Димка чувствовал себя героем: наконец-то он заслужил признание, утвердился в глазах ребят. Его распирало, хотелось сделать еще что-то значительное, навсегда перестать быть пришибленным. «Шкилетом» – вечным объектом для издевок и шуток.
– Это еще что, – пренебрежительно отозвался Димка. – Мелочи жизни. Просто раньше не хотел я. Понятно? Нет, Димка не ущербный, как это некоторые полагают, – почти с вызовом произнес он.
Славка удивленно вскинул на него глаза: таким видеть Димку ему не приходилось, и он решил остудить его пыл:
– Ну, не задавайся, не задавайся. Можно подумать, подвиг Геракла совершил. Тогда не забывай: тебе еще одиннадцать осталось, – насмешливо бросил он.
Димка просто задохнулся от обиды и уже, не слушая ничего, выпалил:
– Можно и одиннадцать, можно… Да я… я… еще и не то могу… – Оборвав себя на полуслове, он быстро зашагал вперед…
* * *
– Располагайтесь. Я не при галстуке, извините. Рад видеть у себя молодых людей, даже если они из милиции.
Он усадил гостей на диван, сам сел в кресло, поджал ноги и совсем утонул в нем – маленький седой человечек в ярком халате. Видны были лишь прозрачные уши да поразительно длинные пальцы, искусству которых когда-то рукоплескал мир.
– Меня давно уже посещают только мои ровесники. Между тем трагедия старости не в близости смерти, а в потере связи с молодым поколением. Так, чем могу? Простите, кажется, задавать вопросы – прерогатива вашего ведомства?
– Мы к вам с просьбой, Илья Евгеньевич. – Туйчиев вынул из портфеля портативный магнитофон, осторожно поставил его на угол заваленного нотами столика. – Послушайте, пожалуйста.
– Все? – удивился старый профессор, когда после нескольких музыкальных тактов магнитофон умолк.

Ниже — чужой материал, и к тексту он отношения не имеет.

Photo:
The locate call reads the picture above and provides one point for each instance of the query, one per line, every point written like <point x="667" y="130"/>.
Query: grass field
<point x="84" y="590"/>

– Увы, – вздохнул Соснин. – Повторить.
– Сделайте милость.
Илья Евгеньевич, наклонив голову набок, снова прослушал запись. Потом еще два раза.
– Стоп! Хватит. – Он забарабанил пальцами по креслу. – Итак. Что это по-вашему? Ах, пардон, – спохватился хозяин. – Я опять начинаю задавать вопросы. Профессиональная болезнь педагога. Сегодня ведь я сдаю экзамен. Не так ли?
Туйчиев виновато развел руками.
– Извольте. Это вторая часть симфонии № 45 фа-диез-минор Гайдна.